As the silicon transistors inside today’s computers reach their physical limits, the semiconductor industry is eyeing alternatives, and one of the most promising is carbon nanotubes. Tiny transistors made from these nanomaterials are faster and more energy efficient than silicon ones, and computer models predict that carbon nanotube processors could be an order of magnitude less power hungry. But it’s proved difficult to turn individual transistors into complex working circuits (see “How to Build a Nano-Computer”).

The demonstration carbon nanotube circuit converts an analog signal from a capacitor—the same type of sensor found in many touch screens—into a digital signal that’s comprehensible by a microprocessor. The Stanford researchers rigged a wooden mannequin hand with the capacitive switch in its palm. When someone graspsed the hand, turning on the switch, the nanotube circuit sent its signal to the computer, which activated a motor on the robot hand, moving it up and down to shake the person’s hand.

Other researchers have demonstrated simple nanotube circuits before, but this is the most complex made so far, and it also demonstrates that nanotube transistors can be made at high yields, says Subhasish Mitra, an associate professor of electrical engineering and computer science, who led the work with Philip Wong, a professor of electrical engineering at Stanford.

The nanotube circuit is still relatively slow—its transistors are large and far apart compared to the latest silicon circuits. But the work is an important experimental demonstration of the potential of carbon nanotube computing technology.

“This shows that carbon nanotube transistors can be integrated into logic circuits that perform at low voltage,” says Aaron Franklin, who is developing nanotube electronics at the IBM Watson Research Center. This feat has been demonstrated by Franklin’s group at the single-transistor level, and been shown to be theoretically possible by others, but seeing it in a complex circuit is important, says Franklin.

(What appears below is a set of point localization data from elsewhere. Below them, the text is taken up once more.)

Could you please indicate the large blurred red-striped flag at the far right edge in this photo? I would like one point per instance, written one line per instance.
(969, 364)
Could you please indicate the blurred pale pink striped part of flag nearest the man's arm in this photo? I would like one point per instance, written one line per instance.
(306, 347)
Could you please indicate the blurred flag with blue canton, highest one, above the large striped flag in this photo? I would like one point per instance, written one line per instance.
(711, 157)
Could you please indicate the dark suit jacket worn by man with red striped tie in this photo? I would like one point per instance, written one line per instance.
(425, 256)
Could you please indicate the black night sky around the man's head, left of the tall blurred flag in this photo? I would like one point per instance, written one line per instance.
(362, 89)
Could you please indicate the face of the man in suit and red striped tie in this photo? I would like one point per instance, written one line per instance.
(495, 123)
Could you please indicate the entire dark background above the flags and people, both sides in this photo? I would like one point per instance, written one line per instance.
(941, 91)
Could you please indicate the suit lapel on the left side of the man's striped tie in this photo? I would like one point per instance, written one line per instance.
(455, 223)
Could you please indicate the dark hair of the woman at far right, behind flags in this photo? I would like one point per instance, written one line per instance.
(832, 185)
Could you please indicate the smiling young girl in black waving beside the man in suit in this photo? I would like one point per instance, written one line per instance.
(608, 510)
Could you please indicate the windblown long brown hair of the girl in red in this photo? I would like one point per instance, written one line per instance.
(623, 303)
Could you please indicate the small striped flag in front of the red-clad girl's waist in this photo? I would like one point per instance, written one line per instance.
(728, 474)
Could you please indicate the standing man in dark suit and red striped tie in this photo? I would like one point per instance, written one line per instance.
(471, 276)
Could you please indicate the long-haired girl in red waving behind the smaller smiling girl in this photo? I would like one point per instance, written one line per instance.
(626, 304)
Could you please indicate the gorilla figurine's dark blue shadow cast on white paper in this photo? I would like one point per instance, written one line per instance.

Working with carbon nanotubes presents many challenges—as many as 30 percent of them are metallic, rather than semiconducting, with the potential to burn out a circuit. Nanotubes also tend to grow in a spaghetti-like tangle, which can cause circuits to switch unpredictably. The approach taken by the Stanford group is to work with their imperfections, coming up with error-tolerant circuit design techniques that allow them to build circuits that work even when the starting materials are flawed. “We want to build up the circuit complexity, then go back to improving the building methods, then make more complex circuits,” says Wong.

“This is no different from the early days in silicon,” says Ashraf Alam, professor of electrical and computer engineering at Purdue University. Compared to the electronics in today’s silicon-based smartphones and supercomputers, the first silicon transistors were poor quality, as were the first integrated circuits. But silicon got through its growing pains, and the semiconductor industry perfected building ever-denser arrays of integrated circuits made up of ever-smaller transistors.

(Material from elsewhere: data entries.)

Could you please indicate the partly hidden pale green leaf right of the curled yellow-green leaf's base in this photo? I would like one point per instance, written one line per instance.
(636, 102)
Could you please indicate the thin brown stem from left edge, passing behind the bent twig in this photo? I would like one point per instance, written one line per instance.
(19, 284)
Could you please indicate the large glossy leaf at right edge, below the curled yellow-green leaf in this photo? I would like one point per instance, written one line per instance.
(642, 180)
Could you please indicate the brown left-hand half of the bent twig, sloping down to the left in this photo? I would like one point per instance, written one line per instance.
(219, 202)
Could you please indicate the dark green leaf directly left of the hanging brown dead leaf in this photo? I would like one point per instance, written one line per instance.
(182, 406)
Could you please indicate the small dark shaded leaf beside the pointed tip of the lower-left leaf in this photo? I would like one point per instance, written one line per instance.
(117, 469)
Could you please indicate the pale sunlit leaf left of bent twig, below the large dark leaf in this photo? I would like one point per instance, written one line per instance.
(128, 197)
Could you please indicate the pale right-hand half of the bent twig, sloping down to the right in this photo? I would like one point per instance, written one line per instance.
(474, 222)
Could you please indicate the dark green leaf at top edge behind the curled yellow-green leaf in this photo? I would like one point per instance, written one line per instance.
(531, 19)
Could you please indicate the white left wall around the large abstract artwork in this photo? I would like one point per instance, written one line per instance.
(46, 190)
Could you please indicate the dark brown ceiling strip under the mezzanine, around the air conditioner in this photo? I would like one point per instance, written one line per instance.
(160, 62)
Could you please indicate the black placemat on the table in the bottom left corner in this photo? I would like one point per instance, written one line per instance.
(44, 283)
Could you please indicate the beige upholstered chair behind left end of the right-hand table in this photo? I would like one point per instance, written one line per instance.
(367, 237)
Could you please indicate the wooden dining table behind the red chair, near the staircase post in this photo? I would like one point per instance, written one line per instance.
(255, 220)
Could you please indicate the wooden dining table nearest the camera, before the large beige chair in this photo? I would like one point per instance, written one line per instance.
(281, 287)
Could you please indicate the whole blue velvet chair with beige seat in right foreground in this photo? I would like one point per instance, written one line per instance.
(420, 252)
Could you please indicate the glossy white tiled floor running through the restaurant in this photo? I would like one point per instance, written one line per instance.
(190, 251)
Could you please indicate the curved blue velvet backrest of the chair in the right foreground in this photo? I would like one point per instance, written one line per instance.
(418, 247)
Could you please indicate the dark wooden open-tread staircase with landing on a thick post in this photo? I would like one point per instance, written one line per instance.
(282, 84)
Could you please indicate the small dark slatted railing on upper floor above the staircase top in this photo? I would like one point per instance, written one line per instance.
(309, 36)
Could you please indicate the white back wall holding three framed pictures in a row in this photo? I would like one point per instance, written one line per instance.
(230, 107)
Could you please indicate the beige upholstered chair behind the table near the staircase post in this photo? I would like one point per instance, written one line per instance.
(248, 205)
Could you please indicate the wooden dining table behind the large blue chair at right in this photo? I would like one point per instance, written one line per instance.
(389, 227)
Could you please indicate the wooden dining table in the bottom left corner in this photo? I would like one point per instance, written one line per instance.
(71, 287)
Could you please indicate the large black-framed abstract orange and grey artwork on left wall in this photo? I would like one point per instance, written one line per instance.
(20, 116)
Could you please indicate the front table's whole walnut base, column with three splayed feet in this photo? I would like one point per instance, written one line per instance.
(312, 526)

“Variation and imperfection are going to be the air we breathe in semiconductor technology,” says Wong, not just for those working with new materials, but for conventional silicon technology, too. Today’s state-of-the-art chips use 22-nanometer transistors—billions on each chip—and there is very little variation in their performance; the semiconductor industry has mastered making these tiny devices at tremendous scales, and with very high yields.

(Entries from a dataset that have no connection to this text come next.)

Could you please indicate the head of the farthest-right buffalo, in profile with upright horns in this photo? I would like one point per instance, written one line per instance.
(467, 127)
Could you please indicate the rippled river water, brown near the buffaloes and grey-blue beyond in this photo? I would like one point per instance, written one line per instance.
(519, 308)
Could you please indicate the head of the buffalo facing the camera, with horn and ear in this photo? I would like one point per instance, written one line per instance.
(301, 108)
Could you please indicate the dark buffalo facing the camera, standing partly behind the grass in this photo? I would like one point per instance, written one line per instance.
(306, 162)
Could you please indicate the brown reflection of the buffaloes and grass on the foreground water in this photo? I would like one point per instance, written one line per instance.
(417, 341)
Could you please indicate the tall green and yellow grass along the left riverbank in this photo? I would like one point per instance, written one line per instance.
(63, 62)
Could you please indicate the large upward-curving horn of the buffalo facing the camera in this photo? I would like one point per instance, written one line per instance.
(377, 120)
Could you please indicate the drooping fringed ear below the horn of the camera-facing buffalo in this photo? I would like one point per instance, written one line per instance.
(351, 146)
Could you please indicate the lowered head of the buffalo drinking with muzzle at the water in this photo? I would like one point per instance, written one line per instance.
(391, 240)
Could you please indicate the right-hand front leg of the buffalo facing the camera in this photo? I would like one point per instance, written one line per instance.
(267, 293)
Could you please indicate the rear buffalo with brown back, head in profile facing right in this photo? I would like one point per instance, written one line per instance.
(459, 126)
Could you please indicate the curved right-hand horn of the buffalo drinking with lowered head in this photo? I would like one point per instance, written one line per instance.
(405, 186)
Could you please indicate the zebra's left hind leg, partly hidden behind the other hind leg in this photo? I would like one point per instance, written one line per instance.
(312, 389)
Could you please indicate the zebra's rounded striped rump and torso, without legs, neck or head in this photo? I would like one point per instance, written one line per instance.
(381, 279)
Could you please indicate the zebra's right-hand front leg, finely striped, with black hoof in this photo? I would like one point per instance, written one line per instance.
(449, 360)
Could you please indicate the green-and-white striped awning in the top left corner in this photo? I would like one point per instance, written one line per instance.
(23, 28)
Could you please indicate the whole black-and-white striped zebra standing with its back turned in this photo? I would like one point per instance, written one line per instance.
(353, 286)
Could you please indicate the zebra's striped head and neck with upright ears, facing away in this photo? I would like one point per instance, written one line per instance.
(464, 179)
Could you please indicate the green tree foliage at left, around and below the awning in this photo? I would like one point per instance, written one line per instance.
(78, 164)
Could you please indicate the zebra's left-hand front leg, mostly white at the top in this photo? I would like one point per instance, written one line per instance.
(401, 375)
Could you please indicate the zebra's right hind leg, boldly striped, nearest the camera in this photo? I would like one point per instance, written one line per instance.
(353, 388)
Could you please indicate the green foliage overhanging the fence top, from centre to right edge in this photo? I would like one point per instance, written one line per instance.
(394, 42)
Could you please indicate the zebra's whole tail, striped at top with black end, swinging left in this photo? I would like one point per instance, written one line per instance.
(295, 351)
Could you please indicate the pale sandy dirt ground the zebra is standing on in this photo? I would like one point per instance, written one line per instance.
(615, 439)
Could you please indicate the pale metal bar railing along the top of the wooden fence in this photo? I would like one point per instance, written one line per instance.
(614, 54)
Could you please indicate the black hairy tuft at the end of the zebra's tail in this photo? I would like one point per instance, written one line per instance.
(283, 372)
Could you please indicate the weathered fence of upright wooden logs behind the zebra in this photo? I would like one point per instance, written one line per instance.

The drive to continually miniaturize transistors while maintaining scrupulous quality control has enabled technologies ranging from smartphones and supercomputers. But unavoidable flaws, at the level of single atoms, will soon lead to variation in performance that will have to be accounted for in circuit design. “Error-tolerant design has to be part of the way forward, because we will never get the materials completely perfect,” says Wong.